Пока Джордж рассказывал мне свою правдивую повесть, мы оба сидели завернувшись в пледы. Как только он кончил, я взялся за дело: начал будить веслом Гарриса. С третьего тычка Гаррис проснулся; он повернулся на другой бок и сообщил, что сию минуту спустится, пусть только ему принесут тапочки. Пришлось брать багор и напоминать ему, где он находится; тогда он вскочил, а Монморанси, спавший у него на груди сном праведника, полетел кувырком и растянулся поперек лодки.

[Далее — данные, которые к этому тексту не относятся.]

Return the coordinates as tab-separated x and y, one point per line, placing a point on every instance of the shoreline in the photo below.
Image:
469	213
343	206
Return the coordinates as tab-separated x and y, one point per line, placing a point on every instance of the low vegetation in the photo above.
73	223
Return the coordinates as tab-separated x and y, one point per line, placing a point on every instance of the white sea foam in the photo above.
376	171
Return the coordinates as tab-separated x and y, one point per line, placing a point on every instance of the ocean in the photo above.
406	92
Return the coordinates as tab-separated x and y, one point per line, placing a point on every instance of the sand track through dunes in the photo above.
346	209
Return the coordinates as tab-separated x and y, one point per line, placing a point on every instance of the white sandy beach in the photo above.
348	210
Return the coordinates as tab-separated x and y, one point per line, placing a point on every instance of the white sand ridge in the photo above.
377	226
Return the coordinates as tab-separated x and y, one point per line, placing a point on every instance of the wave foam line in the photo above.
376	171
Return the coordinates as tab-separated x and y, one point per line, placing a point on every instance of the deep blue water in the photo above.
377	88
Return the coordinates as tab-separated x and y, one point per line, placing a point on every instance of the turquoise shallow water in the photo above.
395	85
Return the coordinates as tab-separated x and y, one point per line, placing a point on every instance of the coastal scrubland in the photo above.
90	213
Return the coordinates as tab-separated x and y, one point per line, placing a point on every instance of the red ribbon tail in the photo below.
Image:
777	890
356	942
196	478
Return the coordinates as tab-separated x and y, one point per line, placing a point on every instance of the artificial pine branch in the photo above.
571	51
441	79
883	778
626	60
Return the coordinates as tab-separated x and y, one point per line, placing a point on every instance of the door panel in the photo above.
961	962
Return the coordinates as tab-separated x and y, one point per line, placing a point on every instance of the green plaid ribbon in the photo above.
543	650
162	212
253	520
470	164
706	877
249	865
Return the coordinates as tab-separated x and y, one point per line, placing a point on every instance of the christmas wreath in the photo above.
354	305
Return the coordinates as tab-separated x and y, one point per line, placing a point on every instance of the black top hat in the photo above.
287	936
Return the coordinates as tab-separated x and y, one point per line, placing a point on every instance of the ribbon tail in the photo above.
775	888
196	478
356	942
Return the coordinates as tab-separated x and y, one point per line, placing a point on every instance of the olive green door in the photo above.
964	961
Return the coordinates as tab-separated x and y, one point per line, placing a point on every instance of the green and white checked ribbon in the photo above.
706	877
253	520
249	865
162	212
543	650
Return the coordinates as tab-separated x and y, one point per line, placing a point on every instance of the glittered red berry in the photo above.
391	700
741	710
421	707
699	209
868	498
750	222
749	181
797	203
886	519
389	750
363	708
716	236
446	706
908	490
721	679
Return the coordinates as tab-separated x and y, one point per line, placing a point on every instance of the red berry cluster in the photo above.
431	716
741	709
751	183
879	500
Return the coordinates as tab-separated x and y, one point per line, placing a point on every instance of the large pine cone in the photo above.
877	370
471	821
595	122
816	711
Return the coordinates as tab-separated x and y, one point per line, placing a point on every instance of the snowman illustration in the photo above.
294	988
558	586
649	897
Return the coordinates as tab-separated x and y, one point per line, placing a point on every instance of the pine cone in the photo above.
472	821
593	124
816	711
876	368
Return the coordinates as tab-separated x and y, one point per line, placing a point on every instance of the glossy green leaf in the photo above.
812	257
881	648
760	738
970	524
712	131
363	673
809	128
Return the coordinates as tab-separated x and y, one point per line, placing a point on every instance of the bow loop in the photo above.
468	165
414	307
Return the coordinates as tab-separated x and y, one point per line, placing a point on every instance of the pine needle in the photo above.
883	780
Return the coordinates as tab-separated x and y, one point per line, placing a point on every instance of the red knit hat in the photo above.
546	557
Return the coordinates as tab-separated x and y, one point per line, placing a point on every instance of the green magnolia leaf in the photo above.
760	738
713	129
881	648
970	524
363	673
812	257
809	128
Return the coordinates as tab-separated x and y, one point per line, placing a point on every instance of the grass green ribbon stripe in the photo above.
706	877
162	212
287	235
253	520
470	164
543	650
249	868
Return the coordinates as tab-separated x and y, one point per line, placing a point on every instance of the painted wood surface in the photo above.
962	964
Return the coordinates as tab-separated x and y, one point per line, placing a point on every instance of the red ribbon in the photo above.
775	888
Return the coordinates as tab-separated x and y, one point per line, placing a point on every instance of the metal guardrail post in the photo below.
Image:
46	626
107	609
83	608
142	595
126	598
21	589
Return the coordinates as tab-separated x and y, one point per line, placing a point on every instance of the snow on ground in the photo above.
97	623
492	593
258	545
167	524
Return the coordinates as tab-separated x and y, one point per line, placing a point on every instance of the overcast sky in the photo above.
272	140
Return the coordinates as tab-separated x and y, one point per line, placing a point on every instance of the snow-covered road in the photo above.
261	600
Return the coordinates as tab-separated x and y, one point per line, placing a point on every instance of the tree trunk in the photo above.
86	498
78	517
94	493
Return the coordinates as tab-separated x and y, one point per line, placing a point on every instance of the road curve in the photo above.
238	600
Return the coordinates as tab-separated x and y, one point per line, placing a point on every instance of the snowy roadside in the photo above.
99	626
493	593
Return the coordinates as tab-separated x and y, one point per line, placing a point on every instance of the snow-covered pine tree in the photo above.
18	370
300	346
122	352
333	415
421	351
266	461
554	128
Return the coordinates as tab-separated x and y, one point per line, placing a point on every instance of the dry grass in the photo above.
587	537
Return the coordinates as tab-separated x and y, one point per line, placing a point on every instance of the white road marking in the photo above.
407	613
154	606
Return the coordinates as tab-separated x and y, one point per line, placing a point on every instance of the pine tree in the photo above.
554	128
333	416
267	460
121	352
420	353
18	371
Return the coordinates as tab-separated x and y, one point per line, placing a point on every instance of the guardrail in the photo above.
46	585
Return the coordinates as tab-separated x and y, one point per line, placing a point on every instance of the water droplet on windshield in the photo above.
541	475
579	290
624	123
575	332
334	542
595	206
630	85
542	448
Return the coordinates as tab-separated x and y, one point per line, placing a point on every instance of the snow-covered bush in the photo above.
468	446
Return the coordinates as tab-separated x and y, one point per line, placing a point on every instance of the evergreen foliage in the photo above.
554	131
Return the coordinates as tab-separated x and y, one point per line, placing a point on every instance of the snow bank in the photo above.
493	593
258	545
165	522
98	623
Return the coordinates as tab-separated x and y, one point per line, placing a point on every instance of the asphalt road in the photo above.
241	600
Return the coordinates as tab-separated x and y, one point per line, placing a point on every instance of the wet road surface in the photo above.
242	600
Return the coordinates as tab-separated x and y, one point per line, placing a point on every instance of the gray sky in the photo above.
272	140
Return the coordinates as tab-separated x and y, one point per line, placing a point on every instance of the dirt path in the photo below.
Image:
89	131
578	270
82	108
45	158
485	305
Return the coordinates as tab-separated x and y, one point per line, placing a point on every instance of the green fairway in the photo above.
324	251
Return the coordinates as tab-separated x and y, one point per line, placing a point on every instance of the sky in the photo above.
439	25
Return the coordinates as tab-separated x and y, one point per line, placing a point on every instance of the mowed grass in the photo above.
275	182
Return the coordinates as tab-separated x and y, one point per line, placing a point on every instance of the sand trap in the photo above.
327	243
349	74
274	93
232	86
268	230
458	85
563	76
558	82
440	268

Потом мы задрали брезент, все четверо высунули носы по правому борту, поглядели на реку — и затряслись мелкой дрожью. Накануне вечером мы предвкушали, как проснемся чуть свет, сбросим пледы и одеяла, сдернем тент, бросимся с восторженным кликом в реку и предадимся купанию, долгому, упоительному. Сейчас, когда наступило утро, эта перспектива показалась нам почему-то менее соблазнительной. Вода казалась слишком холодной и мокрой, а ветер — зябким.
— Ну, и кто первый? — спросил наконец Гаррис.
Давки не было. Что касается Джорджа, он решил дело тем, что скрылся в лодке и стал натягивать носки. Монморанси завыл, инстинктивно, сам того не желая — как воют, когда одна лишь мысль о подобном приводит в ужас. Гаррис же пробурчал, что потом будет чертовски трудно забираться в лодку, вернулся и стал выуживать свои штаны.
Идти на попятный мне не очень хотелось, но и купание меня не прельщало. Еще, чего доброго, напорешься на корягу или увязнешь в водорослях. Поэтому я решился на компромисс: спуститься к воде и просто облиться водой. Я взял полотенце, выкарабкался на берег, пополз по ветке, спускавшейся в воду.
Было зверски холодно. Ветер резал кинжалом. Я подумал, что обливаться, пожалуй, не стоит — лучше вернуться в лодку и поскорее одеться. И я уже собирался так сделать, но пока я собирался, дурацкая ветка треснула, я в компании с полотенцем со страшным всплеском грохнулся в воду и с галлоном Темзы в желудке очутился на середине реки — раньше, чем сообразил, что собственно произошло.
— Ё-ё-ё! Старина Джей таки это сделал! — услышал я, всплыв на поверхность. — Вот уж не думал, что у него кишки хватит! А ты, Джордж?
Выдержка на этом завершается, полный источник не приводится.